After some noisy Internet backlash over its new privacy policy, Spotify responded to critics who claimed the music-streaming company was gathering too much information.

"We are in the middle of rolling out new terms and conditions and privacy policy and they’ve caused a lot of confusion about what kind of information we access and what we do with it," Spotify CEO Daniel Ek wrote on Friday morning. "We apologize for that."

On Thursday, Wired published an article about Spotify's "eerie new privacy policy" that claimed the policy used vague language to ask for for user photos, GPS data and information about activity on other apps.

That sparked complaints about Spotify's privacy policy on social media. Some, like "Minecraft" creator Markus Persson, publicly quit the service. He later got into a public argument with Ek on Twitter.

On Friday, Spotify specified that it would only collect GPS data for Spotify Running, its feature that matches music to how fast a user is running.
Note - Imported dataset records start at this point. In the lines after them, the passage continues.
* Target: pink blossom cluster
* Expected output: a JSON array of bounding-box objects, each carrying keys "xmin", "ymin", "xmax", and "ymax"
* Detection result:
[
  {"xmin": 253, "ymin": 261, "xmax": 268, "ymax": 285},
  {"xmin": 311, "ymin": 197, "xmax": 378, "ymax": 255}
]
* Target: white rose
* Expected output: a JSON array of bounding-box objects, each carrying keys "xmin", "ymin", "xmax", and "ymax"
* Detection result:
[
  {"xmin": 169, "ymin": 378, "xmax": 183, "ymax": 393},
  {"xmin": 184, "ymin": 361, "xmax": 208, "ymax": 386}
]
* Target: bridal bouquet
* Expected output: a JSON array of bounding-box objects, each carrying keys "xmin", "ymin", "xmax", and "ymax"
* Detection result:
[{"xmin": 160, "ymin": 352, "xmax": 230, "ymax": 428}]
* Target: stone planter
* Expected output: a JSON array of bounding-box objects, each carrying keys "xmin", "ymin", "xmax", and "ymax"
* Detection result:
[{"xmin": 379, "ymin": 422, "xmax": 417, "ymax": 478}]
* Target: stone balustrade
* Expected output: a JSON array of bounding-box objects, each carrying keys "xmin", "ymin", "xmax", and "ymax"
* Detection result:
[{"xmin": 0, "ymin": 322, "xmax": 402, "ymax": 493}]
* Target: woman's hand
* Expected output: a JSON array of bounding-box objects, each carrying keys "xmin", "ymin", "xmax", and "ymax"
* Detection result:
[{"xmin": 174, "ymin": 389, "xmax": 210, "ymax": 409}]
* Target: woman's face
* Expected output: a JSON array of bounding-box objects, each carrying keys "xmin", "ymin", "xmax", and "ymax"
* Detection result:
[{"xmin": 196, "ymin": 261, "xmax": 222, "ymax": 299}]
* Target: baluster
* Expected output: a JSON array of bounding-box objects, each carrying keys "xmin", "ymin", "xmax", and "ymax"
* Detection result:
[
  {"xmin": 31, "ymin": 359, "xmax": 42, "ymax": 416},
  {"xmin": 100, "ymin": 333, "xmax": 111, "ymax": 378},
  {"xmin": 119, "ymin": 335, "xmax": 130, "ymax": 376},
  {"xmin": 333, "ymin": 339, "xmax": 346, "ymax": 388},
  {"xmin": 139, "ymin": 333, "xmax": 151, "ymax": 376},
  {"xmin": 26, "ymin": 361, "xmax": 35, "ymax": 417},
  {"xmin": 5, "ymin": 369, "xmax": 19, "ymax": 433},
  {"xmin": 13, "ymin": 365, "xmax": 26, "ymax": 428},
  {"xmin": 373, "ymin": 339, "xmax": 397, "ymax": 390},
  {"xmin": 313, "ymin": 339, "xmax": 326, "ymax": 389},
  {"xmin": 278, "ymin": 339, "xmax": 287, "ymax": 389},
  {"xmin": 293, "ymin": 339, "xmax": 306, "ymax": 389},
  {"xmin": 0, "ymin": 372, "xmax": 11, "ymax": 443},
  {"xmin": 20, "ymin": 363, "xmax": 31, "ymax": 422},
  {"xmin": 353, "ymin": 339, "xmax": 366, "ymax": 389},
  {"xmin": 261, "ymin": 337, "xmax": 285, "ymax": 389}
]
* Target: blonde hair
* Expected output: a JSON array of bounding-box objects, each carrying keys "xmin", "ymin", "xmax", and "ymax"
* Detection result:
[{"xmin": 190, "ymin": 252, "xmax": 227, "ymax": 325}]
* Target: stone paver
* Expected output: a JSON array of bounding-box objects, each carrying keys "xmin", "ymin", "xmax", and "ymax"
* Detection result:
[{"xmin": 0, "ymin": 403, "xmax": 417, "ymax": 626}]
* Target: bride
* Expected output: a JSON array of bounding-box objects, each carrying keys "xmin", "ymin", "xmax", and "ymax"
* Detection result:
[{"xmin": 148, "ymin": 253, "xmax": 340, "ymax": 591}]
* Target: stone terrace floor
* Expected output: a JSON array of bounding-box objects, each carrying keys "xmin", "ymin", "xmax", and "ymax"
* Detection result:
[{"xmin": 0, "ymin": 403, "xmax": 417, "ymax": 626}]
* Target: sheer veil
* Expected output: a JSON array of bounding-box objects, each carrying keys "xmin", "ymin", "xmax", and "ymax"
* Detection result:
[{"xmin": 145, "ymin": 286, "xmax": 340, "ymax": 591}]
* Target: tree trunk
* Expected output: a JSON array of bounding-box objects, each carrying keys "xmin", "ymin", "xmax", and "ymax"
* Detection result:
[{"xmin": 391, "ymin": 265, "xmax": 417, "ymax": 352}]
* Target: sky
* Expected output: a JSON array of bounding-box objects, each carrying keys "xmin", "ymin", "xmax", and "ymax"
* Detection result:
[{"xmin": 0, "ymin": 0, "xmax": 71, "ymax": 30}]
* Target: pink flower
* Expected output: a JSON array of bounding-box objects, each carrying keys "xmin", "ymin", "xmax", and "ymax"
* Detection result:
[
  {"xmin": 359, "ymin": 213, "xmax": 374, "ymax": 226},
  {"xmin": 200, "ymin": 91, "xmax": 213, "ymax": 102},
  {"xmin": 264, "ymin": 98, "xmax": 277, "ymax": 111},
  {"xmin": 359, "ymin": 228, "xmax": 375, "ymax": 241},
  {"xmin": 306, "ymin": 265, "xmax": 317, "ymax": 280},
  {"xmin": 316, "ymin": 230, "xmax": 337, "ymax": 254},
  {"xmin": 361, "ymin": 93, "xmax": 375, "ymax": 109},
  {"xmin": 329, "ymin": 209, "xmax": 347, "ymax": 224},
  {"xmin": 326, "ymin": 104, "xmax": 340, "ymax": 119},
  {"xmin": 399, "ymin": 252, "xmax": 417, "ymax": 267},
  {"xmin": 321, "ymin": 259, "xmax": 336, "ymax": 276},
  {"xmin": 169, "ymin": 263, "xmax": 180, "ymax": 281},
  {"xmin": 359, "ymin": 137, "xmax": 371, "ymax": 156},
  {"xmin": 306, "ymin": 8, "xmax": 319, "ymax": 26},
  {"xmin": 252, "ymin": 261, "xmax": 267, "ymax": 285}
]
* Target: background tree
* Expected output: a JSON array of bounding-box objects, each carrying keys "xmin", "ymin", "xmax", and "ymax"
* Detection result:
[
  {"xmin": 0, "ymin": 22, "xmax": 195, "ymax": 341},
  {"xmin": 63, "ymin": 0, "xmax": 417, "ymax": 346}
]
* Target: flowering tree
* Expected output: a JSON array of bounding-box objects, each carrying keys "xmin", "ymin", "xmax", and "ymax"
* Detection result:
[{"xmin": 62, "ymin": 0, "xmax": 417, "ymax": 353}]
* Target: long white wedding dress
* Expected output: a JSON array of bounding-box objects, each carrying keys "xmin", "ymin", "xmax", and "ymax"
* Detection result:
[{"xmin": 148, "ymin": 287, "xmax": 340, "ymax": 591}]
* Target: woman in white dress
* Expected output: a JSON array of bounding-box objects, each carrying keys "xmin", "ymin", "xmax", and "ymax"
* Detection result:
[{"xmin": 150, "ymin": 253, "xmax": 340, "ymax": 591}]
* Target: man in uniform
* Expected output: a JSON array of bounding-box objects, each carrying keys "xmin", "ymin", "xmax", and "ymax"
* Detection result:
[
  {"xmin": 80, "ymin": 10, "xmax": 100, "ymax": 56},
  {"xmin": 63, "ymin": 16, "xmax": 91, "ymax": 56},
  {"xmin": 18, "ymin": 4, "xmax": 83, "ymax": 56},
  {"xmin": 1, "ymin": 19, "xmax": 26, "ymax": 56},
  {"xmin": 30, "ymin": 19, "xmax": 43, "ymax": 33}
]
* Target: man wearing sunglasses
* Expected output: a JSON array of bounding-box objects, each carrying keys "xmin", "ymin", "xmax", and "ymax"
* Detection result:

It also said it would only access images that users decided to share for things like playlist covers and profile pictures.

Related: Hey Mr. DJ: Spotify To Make Weekly Playlists Personalized For You

"In our new privacy policy, we indicated that we may ask your permission to access new types of information, including photos, mobile device location, voice controls, and your contacts," Ek wrote. "Let me be crystal clear here: If you don’t want to share this kind of information, you don’t have to."

Ek said that Spotify would release an updated, more clear privacy policy in the "coming weeks."